Reinforced concrete structural walls are frequently used as a lateral load resisting system in buildings. In some buildings affected by relatively recent seismic events, the response of the structural walls, traditionally labeled as excellent, has been somewhat unexpected and deserves attention.This dissertation focuses on enhanced numerical methodologies for the verification of the seismic response, including softening, of reinforced concrete structural wall systems.
First, a Truss Model for reinforced concrete coupled structural walls is developed. Bar bond-slip, dowel action, and confining effect of the foundation are considered. Two cyclic tests, on scaled seven-story coupled walls (from literature), are used for validation. It is shown that the compressed wall piers resist most of the base shear force and that the coupling beams at lower levels develop the largest shear forces.
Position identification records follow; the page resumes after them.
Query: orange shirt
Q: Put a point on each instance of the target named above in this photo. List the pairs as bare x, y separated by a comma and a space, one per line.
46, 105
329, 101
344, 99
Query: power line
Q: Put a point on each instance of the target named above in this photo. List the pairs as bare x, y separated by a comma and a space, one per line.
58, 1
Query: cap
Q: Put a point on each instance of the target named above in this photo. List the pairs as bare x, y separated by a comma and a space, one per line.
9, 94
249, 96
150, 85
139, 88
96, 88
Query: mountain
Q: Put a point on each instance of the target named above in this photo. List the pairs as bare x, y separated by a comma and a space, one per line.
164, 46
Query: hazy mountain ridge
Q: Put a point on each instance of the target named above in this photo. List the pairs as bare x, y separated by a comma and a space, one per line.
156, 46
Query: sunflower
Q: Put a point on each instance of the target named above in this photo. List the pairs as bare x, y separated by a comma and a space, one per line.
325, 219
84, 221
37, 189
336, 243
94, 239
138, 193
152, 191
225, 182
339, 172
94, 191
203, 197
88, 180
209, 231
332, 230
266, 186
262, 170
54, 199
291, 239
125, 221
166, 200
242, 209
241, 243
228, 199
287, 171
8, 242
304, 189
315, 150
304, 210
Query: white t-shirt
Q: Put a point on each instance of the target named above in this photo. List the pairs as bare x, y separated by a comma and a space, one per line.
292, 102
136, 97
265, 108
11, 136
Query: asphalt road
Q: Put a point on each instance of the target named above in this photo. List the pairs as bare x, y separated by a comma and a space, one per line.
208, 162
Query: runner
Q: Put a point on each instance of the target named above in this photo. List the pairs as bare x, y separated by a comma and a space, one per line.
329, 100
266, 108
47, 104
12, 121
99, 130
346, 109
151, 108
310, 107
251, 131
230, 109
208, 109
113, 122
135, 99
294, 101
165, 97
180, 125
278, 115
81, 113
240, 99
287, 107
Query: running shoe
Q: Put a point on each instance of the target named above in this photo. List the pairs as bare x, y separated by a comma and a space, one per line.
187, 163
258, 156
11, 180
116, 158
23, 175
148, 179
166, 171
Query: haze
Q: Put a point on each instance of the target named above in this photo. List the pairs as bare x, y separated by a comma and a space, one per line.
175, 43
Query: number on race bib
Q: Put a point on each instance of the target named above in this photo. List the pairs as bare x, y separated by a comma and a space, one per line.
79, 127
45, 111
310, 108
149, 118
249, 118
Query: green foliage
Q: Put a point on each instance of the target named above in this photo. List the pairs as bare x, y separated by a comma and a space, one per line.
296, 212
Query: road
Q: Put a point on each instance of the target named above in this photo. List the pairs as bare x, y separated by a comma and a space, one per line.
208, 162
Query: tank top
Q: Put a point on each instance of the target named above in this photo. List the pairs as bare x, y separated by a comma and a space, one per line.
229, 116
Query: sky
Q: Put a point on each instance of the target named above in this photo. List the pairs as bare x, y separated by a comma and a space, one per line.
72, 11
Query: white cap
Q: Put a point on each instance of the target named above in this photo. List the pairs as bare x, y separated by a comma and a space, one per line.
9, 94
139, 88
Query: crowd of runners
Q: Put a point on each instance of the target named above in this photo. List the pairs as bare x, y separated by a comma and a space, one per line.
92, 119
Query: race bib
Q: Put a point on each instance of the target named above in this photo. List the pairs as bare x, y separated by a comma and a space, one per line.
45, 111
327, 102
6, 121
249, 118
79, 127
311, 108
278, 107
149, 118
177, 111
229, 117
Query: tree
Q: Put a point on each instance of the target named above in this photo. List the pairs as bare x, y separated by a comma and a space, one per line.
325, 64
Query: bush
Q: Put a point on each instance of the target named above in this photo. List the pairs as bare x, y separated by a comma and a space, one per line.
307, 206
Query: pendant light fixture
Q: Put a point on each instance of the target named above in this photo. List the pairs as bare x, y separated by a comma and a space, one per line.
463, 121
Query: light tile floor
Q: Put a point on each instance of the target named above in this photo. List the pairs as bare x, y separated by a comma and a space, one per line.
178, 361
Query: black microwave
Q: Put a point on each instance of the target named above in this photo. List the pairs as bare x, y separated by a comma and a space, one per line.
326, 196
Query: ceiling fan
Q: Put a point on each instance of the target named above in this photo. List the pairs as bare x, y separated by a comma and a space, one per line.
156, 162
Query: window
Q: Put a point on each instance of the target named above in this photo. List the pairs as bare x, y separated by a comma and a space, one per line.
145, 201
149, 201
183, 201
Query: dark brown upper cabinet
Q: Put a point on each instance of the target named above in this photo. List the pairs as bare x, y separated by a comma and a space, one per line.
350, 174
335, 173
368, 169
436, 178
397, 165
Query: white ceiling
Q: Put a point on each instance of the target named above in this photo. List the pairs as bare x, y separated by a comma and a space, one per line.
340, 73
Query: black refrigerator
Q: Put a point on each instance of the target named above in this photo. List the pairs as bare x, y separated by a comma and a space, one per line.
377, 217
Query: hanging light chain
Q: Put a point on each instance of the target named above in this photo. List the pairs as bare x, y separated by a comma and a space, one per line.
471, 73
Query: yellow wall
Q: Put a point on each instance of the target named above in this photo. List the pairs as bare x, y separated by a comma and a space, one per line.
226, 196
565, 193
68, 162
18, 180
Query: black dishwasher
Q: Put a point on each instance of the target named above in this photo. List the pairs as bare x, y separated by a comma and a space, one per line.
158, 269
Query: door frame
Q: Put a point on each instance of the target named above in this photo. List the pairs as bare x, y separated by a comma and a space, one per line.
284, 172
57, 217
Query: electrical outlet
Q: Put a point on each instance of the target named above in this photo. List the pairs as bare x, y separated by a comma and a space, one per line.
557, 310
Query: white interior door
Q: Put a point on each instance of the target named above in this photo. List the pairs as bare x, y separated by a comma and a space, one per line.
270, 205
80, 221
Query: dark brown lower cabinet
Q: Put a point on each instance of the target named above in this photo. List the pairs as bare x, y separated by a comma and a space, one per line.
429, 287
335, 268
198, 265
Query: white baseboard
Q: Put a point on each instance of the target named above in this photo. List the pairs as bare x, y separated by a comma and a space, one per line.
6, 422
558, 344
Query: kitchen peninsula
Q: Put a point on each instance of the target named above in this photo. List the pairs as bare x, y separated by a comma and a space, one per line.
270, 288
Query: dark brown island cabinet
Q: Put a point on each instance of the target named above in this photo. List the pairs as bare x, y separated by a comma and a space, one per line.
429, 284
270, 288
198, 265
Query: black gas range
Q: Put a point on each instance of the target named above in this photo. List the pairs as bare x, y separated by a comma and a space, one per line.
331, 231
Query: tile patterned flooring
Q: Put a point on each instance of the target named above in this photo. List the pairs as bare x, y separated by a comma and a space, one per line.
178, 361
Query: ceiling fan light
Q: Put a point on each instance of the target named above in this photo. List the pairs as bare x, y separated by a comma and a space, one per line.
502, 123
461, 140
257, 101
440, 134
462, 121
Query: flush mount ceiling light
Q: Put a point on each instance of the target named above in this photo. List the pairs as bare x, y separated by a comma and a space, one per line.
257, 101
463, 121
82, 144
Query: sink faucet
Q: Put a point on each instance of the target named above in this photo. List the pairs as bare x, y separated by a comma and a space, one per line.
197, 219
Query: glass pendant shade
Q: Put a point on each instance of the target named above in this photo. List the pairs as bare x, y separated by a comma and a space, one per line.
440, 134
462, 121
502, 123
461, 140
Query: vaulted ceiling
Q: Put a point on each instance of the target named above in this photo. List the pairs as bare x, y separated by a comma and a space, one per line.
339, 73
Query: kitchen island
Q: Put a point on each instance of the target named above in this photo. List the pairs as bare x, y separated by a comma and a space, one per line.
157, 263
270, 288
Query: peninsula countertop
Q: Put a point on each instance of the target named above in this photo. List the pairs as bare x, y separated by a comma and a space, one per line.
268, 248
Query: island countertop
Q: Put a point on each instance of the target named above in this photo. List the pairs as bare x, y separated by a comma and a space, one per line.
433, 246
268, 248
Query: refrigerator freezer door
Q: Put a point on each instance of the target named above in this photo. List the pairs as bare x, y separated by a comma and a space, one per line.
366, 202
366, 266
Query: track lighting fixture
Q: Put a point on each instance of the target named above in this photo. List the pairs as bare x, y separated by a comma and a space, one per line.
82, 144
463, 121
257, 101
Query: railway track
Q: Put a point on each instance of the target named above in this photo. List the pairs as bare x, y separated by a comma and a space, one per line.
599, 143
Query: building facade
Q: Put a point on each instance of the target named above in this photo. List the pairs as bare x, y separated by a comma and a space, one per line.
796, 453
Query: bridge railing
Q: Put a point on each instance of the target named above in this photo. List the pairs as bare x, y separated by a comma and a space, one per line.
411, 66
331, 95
Second, using the same benchmark test specimens, two models for the nonlinear cyclic analysis of reinforced concrete coupled walls are developed, i.e., Modified Beam-Truss Model and Enhanced Beam-Truss Model. The role of the strain penetration in diagonally reinforced coupling beams on the hysteretic energy dissipated is studied. It is verified that the computational-efficient proposed models predict well the overall response and the sliding shear failures of coupling beams.
Third, the Beam-Truss Model developed in a previous study for the nonlinear cyclic analysis of reinforced concrete components is extended to compute out-of-plane buckling in structural walls. The novel Beam-Truss Model computes accurately the force displacement responses and the buckling behavior of three test specimens reported in literature used for validation.
Finally, the Beam-Truss Model is enhanced to compute the out-of-plane nonlinear shear response of wall piers in the analysis of Core-Wall-Building systems. Using the proposed model and pushover analyses, a comprehensive study on a 14-story archetype Core-Wall building is carried out. It is shown that the in-plane shear response has a large influence on the lateral strength and displacement capacity, whereas the out-of-plane shear response mainly influences the displacement capacity.